Adjunctive cenobamate in adult patients with uncontrolled focal-onset seizures is associated with a greater reduction in seizure frequency and a higher rate of AEs than placebo.
依诺巴比妥是一种新型的四唑衍生氨基甲酸酯化合物,具有双重作用机制。该药可增强电压门控钠通道的失活状态,优先抑制钠通道电流的持续成分,并作为 GABA 受体的正变构调节剂,结合在非苯二氮䓬结合位点。
我们使用荟萃分析技术评估了添加依诺巴比妥治疗成人癫痫局灶性发作的疗效和安全性。
我们系统地检索了(2020 年 5 月,第 4 周,星期四)MEDLINE(通过 PubMed 访问)、Cochrane 对照试验中心注册库(CENTRAL)和美国国立卫生研究院临床试验注册处(http://www.clinicaltrials.gov)。没有日期限制或语言限制。确定了成人局灶性发作性癫痫患者中添加依诺巴比妥的随机、安慰剂对照、单盲或双盲、附加试验。主要结局包括与基线相比,维持治疗期间至少减少 50%和 100%的发作频率的患者比例,以及治疗退出和不良事件(AE)的发生率。使用 95%置信区间(CI)的风险比(RR)来估计每个结局。
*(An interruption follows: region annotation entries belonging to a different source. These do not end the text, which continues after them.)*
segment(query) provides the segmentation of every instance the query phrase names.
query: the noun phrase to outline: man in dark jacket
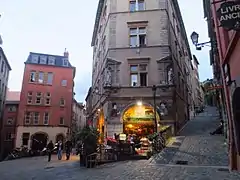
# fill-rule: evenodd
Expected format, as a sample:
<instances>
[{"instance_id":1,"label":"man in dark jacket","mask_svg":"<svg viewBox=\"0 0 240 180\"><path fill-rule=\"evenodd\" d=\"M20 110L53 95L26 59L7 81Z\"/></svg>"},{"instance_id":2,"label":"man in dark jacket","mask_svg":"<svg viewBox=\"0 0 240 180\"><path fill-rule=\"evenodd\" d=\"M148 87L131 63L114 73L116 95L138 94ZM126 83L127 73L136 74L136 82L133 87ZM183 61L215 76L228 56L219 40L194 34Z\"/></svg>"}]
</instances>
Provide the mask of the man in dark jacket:
<instances>
[{"instance_id":1,"label":"man in dark jacket","mask_svg":"<svg viewBox=\"0 0 240 180\"><path fill-rule=\"evenodd\" d=\"M50 141L47 145L47 152L48 152L48 162L51 161L51 157L52 157L52 151L54 149L54 145L53 145L53 142Z\"/></svg>"},{"instance_id":2,"label":"man in dark jacket","mask_svg":"<svg viewBox=\"0 0 240 180\"><path fill-rule=\"evenodd\" d=\"M70 140L66 141L65 150L66 150L66 160L69 160L70 153L71 153L71 150L72 150L72 142Z\"/></svg>"},{"instance_id":3,"label":"man in dark jacket","mask_svg":"<svg viewBox=\"0 0 240 180\"><path fill-rule=\"evenodd\" d=\"M62 141L58 141L57 143L58 160L62 160L62 151L63 151L63 143Z\"/></svg>"}]
</instances>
共纳入两项试验,共纳入 659 例患者(442 例接受附加依诺巴比妥治疗,217 例接受附加安慰剂治疗)。在维持阶段,50.1%的随机接受依诺巴比妥治疗的患者和 23.5%的安慰剂治疗患者的癫痫发作频率至少减少 50%(RR 2.18,95%CI 1.67-2.85;p<0.001)。与安慰剂相比,依诺巴比妥组达到无癫痫发作的估计 RR 为 3.71(95%CI 1.93-7.14;p<0.001)。分别有 16.7%和 11.1%的接受依诺巴比妥和安慰剂治疗的患者退出随机治疗(RR 1.34,95%CI 0.85-2.09;p=0.205)。因 AE 而停止治疗的患者分别为 12.2%和 4.1%(RR 2.27,95%CI 1.08-4.79;p=0.031)。依诺巴比妥组和安慰剂组分别有 76.9%和 66.8%的患者在治疗期间出现 AE(RR 1.14,95%CI 1.02-1.26;p=0.021)。依诺巴比妥相关 AE 包括嗜睡、头晕、疲劳、平衡障碍和复视。
在成人局灶性发作性癫痫患者中,添加依诺巴比妥可较安慰剂更显著地降低癫痫发作频率,且不良反应发生率更高。